The big birds spotted Belaire's spread, and headed straight in. Geese resembled B57 bombers as they dropped toward the hunters, and index fingers slipped into trigger guards after safeties were snapped off.

However, the die-hard goose hunter didn't call for shots yet.

"When you think they're in range, you've got to wait another five to six seconds," Belaire explained. "They're just so big that they look like they're close enough, especially if you're used to looking at ducks."

Belaire yelled, "Take 'em," when one of the groups finally slipped low enough, and the hunters snapped shotguns to shoulders as they sat up and fired. Geese plummeted to the ground with satisfying THUNKs.

The hunters quickly dispatched any wounded birds, and then sank back into their blinds to await their next opportunity.

The scenario repeated itself many times that magical morning, with group after group of birds descending into shooting range.

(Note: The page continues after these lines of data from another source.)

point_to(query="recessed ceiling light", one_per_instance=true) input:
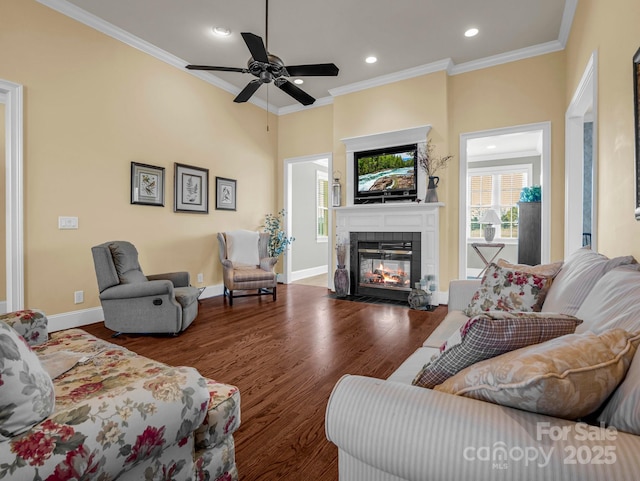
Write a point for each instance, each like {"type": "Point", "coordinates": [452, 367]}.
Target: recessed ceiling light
{"type": "Point", "coordinates": [472, 32]}
{"type": "Point", "coordinates": [221, 31]}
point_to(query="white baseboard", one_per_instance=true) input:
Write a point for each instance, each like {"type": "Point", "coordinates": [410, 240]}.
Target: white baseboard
{"type": "Point", "coordinates": [68, 320]}
{"type": "Point", "coordinates": [311, 272]}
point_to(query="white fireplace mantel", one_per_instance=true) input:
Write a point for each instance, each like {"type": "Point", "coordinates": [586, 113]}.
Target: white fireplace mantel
{"type": "Point", "coordinates": [396, 217]}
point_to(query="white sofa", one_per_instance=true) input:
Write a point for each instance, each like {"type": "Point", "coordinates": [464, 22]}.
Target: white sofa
{"type": "Point", "coordinates": [392, 430]}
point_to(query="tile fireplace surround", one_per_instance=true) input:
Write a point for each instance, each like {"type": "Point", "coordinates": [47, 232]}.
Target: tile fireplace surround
{"type": "Point", "coordinates": [395, 217]}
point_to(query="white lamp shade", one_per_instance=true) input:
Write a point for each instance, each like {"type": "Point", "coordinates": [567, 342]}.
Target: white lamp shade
{"type": "Point", "coordinates": [490, 217]}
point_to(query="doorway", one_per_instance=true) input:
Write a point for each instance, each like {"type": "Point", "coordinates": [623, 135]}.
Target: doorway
{"type": "Point", "coordinates": [11, 97]}
{"type": "Point", "coordinates": [307, 202]}
{"type": "Point", "coordinates": [581, 160]}
{"type": "Point", "coordinates": [519, 153]}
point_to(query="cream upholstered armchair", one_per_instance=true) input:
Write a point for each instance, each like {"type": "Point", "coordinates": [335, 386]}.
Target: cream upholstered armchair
{"type": "Point", "coordinates": [246, 264]}
{"type": "Point", "coordinates": [135, 303]}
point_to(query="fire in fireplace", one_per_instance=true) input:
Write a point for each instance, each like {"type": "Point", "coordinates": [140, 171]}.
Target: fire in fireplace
{"type": "Point", "coordinates": [388, 267]}
{"type": "Point", "coordinates": [384, 264]}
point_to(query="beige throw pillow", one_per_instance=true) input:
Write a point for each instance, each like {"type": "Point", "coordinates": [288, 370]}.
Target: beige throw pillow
{"type": "Point", "coordinates": [548, 270]}
{"type": "Point", "coordinates": [489, 335]}
{"type": "Point", "coordinates": [568, 377]}
{"type": "Point", "coordinates": [581, 270]}
{"type": "Point", "coordinates": [242, 248]}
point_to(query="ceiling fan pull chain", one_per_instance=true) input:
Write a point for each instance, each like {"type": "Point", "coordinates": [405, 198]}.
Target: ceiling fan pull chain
{"type": "Point", "coordinates": [266, 26]}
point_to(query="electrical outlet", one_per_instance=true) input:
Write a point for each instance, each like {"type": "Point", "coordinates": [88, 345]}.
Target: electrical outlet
{"type": "Point", "coordinates": [67, 222]}
{"type": "Point", "coordinates": [78, 297]}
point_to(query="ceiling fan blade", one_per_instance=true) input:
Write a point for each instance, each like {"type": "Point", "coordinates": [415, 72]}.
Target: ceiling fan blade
{"type": "Point", "coordinates": [248, 91]}
{"type": "Point", "coordinates": [314, 70]}
{"type": "Point", "coordinates": [220, 69]}
{"type": "Point", "coordinates": [256, 47]}
{"type": "Point", "coordinates": [297, 93]}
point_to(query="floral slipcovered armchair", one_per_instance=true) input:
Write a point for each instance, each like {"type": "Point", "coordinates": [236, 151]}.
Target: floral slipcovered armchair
{"type": "Point", "coordinates": [116, 414]}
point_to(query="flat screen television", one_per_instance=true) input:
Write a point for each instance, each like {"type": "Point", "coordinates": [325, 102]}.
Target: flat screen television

When the birds finally stopped flying that morning, there were piles of geese all through the spread. The hunters had popped more than 90 birds.

"They were feeding in that field, and when they get in a pattern and do something repeatedly, you can really clean up," Belaire said.

This hunter once lived and breathed duck hunting, enjoying the experience of watching ducks fall into a decoy spread only to fold up and hit the water after well-placed shots. But that was before he found his true calling.

"All I want to do now is goose hunt," Belaire said. "I don't know what it is. Maybe it's that you almost know you're going to shoot your ducks when you go duck hunting, but when you go goose hunting, you can have everything perfect and scratch.

"I get chills. You just can't compare it to duck hunting."

Of course, size also is a factor.

"When they decoy, they're so big," he chuckled.

And the special conservation season, when hunters are allowed to hunt with electronic calls and unplugged shotguns, provides hunters with an extended season and opportunities to experience such hunting.

But the reality is that Belaire's hunt last February was atypical: Even though any goose hunt is usually thrilling, the normal hunt doesn't provide such hectic action or produce piles of geese even when swarms of the birds are in the air.

"They'll teach you a lesson," he said.

In fact, the only way a hunter can expect to knock down dozens of birds is when geese choose his field as a feeding trough.

"The slaughter only happens when you're in the field where they're feeding," Belaire said. "Generally, if we're in a real good area and we have two or three groups (of birds), we average 20 to 25 birds without the (electronic) caller and 30 to 35 birds with the e-caller."

Setup can be critical, but oftentimes the birds just don't respond in predictable ways. That's when flexibility is mandated.

"If the geese keep doing the same thing, you have to move or you won't fire a shot," he said. "You have to adjust. You have to move the decoys. You have to move the blinds."

Belaire said there are usually lulls of action between flights that provide time for moving around. However, if the birds are coming in steadily and he can't get them to respond, he doesn't hesitate to move right then.

"Half the time, you moving around in the spread will attract them," he said. "They love that movement."

And sometimes it's just not meant to be.

"Sometimes you know you're screwed," Belaire said. "You can try to put up your fliers and flag at them, and hope some peel off, but if they don't want to be in your field, not many of them will react."

Yet Belaire refuses to give up.

"I just love it," he said. "It's in my blood."